Health Minister Dr Zweli Mkhize said there were 437 new infections, taking the total cases to 7220. There were also 7 more deaths, taking the death toll to 138, with the Western Cape recording the most cases, at 3362, and the most deaths, at 64.
Mkhize has urged South Africans to continue to stay home to ease the burden on the country’s healthcare system.
“Stay home if you do not have to venture out,” said the Minister on Monday.
In a statement issued, Mkhize said to date, the country has conducted 257 541 tests, with 11 794 of these done in the past 24 hours.
Mkhize added that as the winter season sets in, society will be confronted with the additional burden of influenza and other pneumonias, bronchiolitis in children, exacerbations of asthma and chronic obstructive airways disease and winter related trauma, like burn injuries.
“I therefore urge every South African to continue to play their part in easing the load on the health care system. Stay home if you do not have to venture out, wear a mask at all times in public places, wash your hands regularly and disinfect surfaces you normally come into contact with,” He said.
As at 2 May, said the Minister, 411 COVID-19 patients were hospitalised.
“This translates to approximately 5% of all COVID-19 confirmed patients and this is consistent with the hospitalisation rates that were seen in China. Our mortality rate has remained stable at around 1.9%, since the first death was reported,” he said.
He said this is below the world average, which is 3.4%, as estimated by the World Health Organisation.

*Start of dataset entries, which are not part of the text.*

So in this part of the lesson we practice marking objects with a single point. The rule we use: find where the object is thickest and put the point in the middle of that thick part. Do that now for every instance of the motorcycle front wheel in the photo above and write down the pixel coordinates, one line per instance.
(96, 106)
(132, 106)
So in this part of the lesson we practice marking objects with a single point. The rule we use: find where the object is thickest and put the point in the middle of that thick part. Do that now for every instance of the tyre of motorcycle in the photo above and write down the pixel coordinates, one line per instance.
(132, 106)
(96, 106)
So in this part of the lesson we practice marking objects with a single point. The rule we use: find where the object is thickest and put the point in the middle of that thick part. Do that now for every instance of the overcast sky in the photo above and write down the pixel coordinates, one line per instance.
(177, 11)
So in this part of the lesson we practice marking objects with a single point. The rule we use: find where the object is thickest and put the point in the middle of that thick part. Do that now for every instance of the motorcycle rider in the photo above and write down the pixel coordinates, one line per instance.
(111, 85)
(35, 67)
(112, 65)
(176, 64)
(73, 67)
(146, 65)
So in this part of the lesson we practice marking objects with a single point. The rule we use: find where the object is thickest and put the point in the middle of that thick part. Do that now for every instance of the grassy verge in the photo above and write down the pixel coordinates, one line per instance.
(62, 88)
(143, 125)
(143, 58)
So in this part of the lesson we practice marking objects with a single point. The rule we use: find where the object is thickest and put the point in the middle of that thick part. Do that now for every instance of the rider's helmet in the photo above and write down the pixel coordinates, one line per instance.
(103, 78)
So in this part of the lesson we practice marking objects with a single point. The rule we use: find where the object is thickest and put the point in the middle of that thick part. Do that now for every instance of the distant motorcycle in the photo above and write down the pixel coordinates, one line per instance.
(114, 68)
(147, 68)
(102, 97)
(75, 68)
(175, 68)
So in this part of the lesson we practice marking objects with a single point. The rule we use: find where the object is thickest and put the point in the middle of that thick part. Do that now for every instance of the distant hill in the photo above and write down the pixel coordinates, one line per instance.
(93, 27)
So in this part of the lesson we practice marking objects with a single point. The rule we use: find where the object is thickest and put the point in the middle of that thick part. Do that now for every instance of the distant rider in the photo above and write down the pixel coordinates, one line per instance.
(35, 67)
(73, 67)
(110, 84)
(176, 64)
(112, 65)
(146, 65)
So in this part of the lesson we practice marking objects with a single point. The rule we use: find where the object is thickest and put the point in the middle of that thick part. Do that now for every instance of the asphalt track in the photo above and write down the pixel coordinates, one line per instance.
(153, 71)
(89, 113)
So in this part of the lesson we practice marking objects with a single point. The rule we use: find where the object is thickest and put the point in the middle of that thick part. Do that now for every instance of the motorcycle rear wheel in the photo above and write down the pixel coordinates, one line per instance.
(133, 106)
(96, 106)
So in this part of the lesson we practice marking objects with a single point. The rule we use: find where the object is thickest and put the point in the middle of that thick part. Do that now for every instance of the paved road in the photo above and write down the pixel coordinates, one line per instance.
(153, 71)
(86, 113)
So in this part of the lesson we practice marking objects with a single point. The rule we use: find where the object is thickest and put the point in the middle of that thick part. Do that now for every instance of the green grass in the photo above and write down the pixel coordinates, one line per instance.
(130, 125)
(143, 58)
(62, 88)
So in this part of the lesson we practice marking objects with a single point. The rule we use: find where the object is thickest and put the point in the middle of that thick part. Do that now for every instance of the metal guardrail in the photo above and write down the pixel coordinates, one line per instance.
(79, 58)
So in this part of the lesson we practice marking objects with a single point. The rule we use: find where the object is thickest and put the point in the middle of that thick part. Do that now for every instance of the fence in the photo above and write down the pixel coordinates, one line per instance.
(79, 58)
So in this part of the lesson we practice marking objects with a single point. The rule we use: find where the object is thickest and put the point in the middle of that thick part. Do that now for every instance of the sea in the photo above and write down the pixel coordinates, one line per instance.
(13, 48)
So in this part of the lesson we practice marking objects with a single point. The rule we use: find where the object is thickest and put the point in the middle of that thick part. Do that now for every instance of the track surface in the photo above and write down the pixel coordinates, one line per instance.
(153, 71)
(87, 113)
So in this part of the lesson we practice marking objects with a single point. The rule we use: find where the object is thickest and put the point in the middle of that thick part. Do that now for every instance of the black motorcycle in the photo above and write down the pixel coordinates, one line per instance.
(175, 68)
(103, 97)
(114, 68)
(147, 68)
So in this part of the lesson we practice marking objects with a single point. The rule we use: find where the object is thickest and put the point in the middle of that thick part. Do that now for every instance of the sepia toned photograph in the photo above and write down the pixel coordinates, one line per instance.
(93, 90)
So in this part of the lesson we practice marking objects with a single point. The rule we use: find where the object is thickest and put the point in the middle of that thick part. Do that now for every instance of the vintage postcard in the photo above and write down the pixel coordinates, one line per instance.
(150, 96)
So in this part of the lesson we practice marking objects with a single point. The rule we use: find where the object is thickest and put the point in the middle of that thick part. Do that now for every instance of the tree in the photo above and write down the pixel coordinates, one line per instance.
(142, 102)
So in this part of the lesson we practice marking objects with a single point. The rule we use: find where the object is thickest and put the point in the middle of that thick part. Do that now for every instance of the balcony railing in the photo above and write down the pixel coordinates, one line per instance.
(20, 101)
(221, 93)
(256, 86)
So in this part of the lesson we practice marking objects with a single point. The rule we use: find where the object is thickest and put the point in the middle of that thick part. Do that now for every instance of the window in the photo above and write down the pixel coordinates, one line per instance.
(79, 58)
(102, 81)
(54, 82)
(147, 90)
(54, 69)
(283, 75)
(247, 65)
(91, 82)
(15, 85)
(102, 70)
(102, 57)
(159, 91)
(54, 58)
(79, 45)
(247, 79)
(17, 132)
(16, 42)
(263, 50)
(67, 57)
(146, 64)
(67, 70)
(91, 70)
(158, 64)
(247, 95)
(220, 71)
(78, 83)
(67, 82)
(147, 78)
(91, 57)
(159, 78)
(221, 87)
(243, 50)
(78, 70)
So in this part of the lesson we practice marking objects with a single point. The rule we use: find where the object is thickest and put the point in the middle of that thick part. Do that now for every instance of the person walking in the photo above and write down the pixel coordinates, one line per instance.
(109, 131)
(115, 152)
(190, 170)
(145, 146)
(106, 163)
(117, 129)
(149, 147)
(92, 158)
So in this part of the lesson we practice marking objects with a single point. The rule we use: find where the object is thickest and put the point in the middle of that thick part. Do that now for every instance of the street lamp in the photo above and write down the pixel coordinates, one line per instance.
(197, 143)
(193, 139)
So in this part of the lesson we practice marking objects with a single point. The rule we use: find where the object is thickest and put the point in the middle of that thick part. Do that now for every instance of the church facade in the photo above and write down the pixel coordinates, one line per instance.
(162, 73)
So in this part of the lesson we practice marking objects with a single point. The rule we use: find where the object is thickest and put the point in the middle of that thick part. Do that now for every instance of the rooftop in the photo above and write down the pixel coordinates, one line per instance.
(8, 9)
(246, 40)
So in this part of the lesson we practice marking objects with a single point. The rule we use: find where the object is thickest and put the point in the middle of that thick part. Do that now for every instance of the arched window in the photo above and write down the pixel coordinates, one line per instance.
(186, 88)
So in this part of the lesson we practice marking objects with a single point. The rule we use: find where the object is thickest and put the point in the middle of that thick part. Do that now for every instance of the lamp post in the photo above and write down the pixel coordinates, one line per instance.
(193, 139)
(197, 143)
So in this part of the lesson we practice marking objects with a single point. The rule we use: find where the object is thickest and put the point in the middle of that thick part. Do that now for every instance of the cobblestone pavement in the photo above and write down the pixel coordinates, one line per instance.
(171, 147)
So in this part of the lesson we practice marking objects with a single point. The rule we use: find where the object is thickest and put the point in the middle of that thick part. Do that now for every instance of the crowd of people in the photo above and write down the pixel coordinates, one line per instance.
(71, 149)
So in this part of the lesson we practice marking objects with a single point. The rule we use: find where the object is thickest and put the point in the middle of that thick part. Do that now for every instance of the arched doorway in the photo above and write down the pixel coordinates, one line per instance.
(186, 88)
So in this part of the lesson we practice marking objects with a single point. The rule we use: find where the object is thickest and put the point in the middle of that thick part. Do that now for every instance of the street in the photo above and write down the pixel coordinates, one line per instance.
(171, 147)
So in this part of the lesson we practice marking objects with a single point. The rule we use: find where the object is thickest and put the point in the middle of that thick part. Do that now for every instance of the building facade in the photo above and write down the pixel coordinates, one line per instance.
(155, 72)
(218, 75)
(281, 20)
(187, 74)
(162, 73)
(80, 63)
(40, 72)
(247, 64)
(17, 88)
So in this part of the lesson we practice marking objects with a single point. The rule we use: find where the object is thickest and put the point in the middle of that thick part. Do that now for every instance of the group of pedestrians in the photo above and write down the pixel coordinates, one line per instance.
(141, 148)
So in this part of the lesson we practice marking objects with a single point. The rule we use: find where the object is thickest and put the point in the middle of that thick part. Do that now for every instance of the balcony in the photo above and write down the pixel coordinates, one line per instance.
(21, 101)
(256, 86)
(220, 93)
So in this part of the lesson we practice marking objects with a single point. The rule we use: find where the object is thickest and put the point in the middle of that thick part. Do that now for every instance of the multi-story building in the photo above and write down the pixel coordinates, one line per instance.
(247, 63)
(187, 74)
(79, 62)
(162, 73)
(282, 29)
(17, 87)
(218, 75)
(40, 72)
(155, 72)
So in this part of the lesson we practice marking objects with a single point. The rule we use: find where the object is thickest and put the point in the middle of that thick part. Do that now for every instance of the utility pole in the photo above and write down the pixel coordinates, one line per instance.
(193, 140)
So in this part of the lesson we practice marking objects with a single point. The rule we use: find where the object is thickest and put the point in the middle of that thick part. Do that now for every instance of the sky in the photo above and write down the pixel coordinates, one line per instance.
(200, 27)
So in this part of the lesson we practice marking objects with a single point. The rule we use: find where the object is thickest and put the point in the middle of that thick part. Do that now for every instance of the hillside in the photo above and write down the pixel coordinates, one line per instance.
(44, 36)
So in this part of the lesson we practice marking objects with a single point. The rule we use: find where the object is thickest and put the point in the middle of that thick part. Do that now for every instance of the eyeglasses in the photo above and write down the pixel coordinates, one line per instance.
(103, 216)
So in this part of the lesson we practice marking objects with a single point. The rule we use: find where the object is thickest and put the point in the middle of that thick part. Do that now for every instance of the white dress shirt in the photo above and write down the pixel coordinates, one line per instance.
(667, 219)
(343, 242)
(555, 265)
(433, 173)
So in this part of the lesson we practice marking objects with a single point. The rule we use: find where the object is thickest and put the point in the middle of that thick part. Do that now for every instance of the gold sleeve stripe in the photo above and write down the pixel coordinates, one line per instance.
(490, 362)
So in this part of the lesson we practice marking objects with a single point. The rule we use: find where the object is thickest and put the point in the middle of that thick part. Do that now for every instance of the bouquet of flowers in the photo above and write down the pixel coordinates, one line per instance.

“As a reminder to all South Africans, the principle of flattening the curve is to limit the spread of infection such that the numbers do not rise to the extent that they overwhelm the health care system,” he said.
He also urged employers, whose businesses have opened, to take all the necessary measures to protect their employees. I salute our health professionals - our doctors, nurses, care workers, community workers, allied health professionals, medical technicians, pharmacists, porters, cleaners, laboratory technicians and all our foot soldiers in the front line of health care, who continue to serve under these trying times.